The officer admitted to questioning the kid, but he hadn't bothered getting a name because the story checked out and the kid lived in the building. Well, no, he hadn't confirmed that… He'd been going to, then an elderly resident had cornered him and started complaining about crime rates and you know how that goes…
Finn asked the officers currently on stakeout duty to follow up. Twenty minutes later, one called back to report that there were no kids in apartment 304. The super didn't recognize the description and he swore he knew every boy in his building, because you had to keep an eye on kids that age…
So Finn had one teenage boy, nicely dressed, well mannered and well spoken, skilled in lying and picking locks. An odd combination. What did it have to do with his case? An unrelated crime of opportunity? Stealing Portia Kane memorabilia to sell on eBay?
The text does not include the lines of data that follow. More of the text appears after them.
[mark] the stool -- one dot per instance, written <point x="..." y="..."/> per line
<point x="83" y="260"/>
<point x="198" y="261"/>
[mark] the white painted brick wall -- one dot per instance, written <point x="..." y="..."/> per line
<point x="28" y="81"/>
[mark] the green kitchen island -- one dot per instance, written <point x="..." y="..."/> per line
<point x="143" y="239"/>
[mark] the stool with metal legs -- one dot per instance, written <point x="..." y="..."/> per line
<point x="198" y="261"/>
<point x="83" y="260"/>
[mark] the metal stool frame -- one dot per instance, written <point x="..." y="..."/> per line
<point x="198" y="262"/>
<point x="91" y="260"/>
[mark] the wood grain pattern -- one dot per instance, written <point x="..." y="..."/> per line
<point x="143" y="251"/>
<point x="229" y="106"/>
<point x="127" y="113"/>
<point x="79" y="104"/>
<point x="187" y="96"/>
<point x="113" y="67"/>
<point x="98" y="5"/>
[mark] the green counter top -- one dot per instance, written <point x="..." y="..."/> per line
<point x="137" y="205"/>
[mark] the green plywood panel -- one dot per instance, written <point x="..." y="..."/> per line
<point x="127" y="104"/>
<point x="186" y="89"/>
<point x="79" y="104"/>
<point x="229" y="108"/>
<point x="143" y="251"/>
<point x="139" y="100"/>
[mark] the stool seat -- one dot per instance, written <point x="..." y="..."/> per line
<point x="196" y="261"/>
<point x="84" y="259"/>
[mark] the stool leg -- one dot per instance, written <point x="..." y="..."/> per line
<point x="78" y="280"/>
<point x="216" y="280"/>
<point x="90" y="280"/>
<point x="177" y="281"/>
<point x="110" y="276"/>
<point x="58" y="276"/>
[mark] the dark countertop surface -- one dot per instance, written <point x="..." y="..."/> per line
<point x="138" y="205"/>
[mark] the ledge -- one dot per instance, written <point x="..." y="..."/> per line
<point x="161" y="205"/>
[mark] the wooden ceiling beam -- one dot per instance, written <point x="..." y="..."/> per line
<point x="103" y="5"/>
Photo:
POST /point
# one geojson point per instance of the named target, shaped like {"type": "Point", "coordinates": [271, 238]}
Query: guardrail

Next came what seemed a bit of luck. The lab had managed to raise the serial number on that gun. It was registered to a private citizen – an eighty-six-year-old great grandmother, who'd reported it stolen two months ago. The gun had likely passed through several hands before killing Kane, the silencer added by one of them. Some one would follow up, but Finn suspected another dead end.
The Philly police had also struck out with Peltier's parents. They were outraged that their daughter was wanted for questioning in a murder. These folks also knew the law. They refused a search without a warrant, and they phoned their lawyer. Though they didn't have the right to insist she be present for questioning, they stalled until she arrived.
Regarding their daughter, they hadn't spoken to her in four days. The police were welcome to review their home and cell phone records. They also provided her address in L.A., her home and cell number, though they must have known the L.A. cops already had all this – trying to look helpful while not revealing anything that was.
As for the friend Finn was seeking, their daughter was twenty-eight years old. They no longer monitored her friends and didn't know most of them. One detective had taken advantage of a bathroom break to scout the main rooms. In the living room, he'd found a hanging photo of two teenage girls. One matched the description Finn had been given. The other was Robyn Peltier.
When confronted, Peltier's mother claimed it was a friend from Robyn's teen years and she couldn't recall the girl's name. The father, though, blew up at the intrusion, ended the questioning and sent the detectives on their way.
They were lying about the friend.
Finn knew there was an easy way to get his answer. He had a source who was certain to know exactly who Robyn Peltier's friend was. But that source had slipped away the moment Finn got on the phone with the Philly detectives.
Finn still hadn't decided what to do about Damon. The cop in him said to cut the guy loose. No matter what special skills Damon could bring to the investigation, the husband of the main suspect was not partner material. But Finn couldn't help thinking that it wasn't a coincidence that he'd gotten this case, the one detective who could speak to the dead.